Our little cottage at the Queenstown Top 10 Holiday Park Creeksyde is quite comfortable. As with our other accommodations, it has a kitchen and a bathroom, plus this one has a nice living room with an organ from the 1800’s. Not sure why that is in our cottage, but it certainly makes an interesting conversation piece.

Our first exploration of today took us to Glenorchy. This is a tiny little town on Lake Wakapitu, north of Queenstown. The road is tauted as spectacularly scenic in the literature, and we were not disappointed. Lake Wakatipu starts in Glenorchy where the Rees and Dart Rivers converge. It heads south and then makes a curve to the east to Queenstown, and finally it heads south to a town called Kingston. On the north leg of the lake, the landscape is dry with mountains on either side of the lake. Our first stop was Twelve Mile Delta, the land of Ithilien in The Lord of the Rings. We didn’t make it up stream to the area where Smeagol caught his favorite food, but we could just imagine Smeagol presenting his Coneys to the hobbits. Further along the road as we got closer to Glenorchy, we began to see snow-capped mountains in front of us. This is the land of the famous Routeburn walking trail and it was snow-clad Mt. Earnshaw and her surrounding peaks in Mt. Aspiring National Park that were the setting of the Misty Mountains in The Lord of the Rings. The Routeburn Trail will take you to the LOTR’s sites of Isengard, Amon Hen, and Lothlorien. Long ago the Maori came through this area in search of pounamu. This is the Maori word for jade or greenstone. The area then became a farming area, and then more than 3,000 gold miners arrived in the late 1800’s in search of that precious stone. Instead of gold they found scheelite, an ore used to make tungsten. Today Glenorchy is a center of adventure as the gateway to Mt. Aspiring Naitonal Park and the home to many sheep who graze along the shores of the Wakapitu Lake. On our trip back into Queenstown, we stopped in Closeburn for one more Lord of the Rings hits. Closeburn was one of three sites used for the climatic finale of The Fellowship of the Ring. The lake and the mountains most definitely bring Ithilien and Middle-earth to mind.

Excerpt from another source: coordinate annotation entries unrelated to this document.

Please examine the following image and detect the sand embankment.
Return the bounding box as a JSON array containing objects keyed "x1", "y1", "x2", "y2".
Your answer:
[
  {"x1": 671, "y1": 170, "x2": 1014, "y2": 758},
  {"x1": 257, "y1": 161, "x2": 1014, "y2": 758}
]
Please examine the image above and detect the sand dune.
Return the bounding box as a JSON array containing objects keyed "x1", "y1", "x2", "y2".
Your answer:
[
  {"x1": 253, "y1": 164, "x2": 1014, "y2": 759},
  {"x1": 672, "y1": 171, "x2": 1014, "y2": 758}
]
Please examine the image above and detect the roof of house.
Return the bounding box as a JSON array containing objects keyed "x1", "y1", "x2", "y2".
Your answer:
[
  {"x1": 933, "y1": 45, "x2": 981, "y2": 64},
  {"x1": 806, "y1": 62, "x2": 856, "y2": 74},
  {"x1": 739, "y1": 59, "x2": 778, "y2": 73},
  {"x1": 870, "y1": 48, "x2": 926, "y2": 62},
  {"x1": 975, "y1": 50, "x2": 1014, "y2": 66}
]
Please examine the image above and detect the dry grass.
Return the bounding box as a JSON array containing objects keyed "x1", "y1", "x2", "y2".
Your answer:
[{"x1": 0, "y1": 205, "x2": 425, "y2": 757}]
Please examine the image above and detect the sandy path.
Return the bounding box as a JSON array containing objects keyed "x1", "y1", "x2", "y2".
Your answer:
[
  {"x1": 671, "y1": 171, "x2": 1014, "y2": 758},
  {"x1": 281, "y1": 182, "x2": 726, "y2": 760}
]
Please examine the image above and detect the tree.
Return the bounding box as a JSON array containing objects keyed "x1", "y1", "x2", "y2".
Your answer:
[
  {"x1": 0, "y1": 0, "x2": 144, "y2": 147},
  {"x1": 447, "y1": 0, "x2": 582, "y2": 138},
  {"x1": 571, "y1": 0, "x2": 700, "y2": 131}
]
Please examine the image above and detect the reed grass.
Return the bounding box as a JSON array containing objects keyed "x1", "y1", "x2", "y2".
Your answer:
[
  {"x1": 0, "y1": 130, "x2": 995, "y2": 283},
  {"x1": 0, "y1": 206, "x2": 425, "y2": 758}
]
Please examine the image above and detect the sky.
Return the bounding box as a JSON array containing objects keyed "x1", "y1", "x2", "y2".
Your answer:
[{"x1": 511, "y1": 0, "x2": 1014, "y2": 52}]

Back in Queenstown, it was time to ascend Bob’s Peak in one of the world’s steepest cable ways in the world. It rises over 446 meters in a distance of 731 meters and gives a spectacular view of Queenstown. At the top we enjoyed the scenic overlook and then is was back down for some town touring. We walked to William’s Cottage, the oldest home in Queenstown. Unfortunately it was closed, one of the few places closed in Queenstown on Sunday, so we didn’t get to see the inside. Instead, we sat on the waterfront and just enjoyed the views. We bought local salmon and fixed dinner back at our cottage. Tomorrow it is on to Te Anau and then to Milford Sound. Sure hope this beautiful weather continues.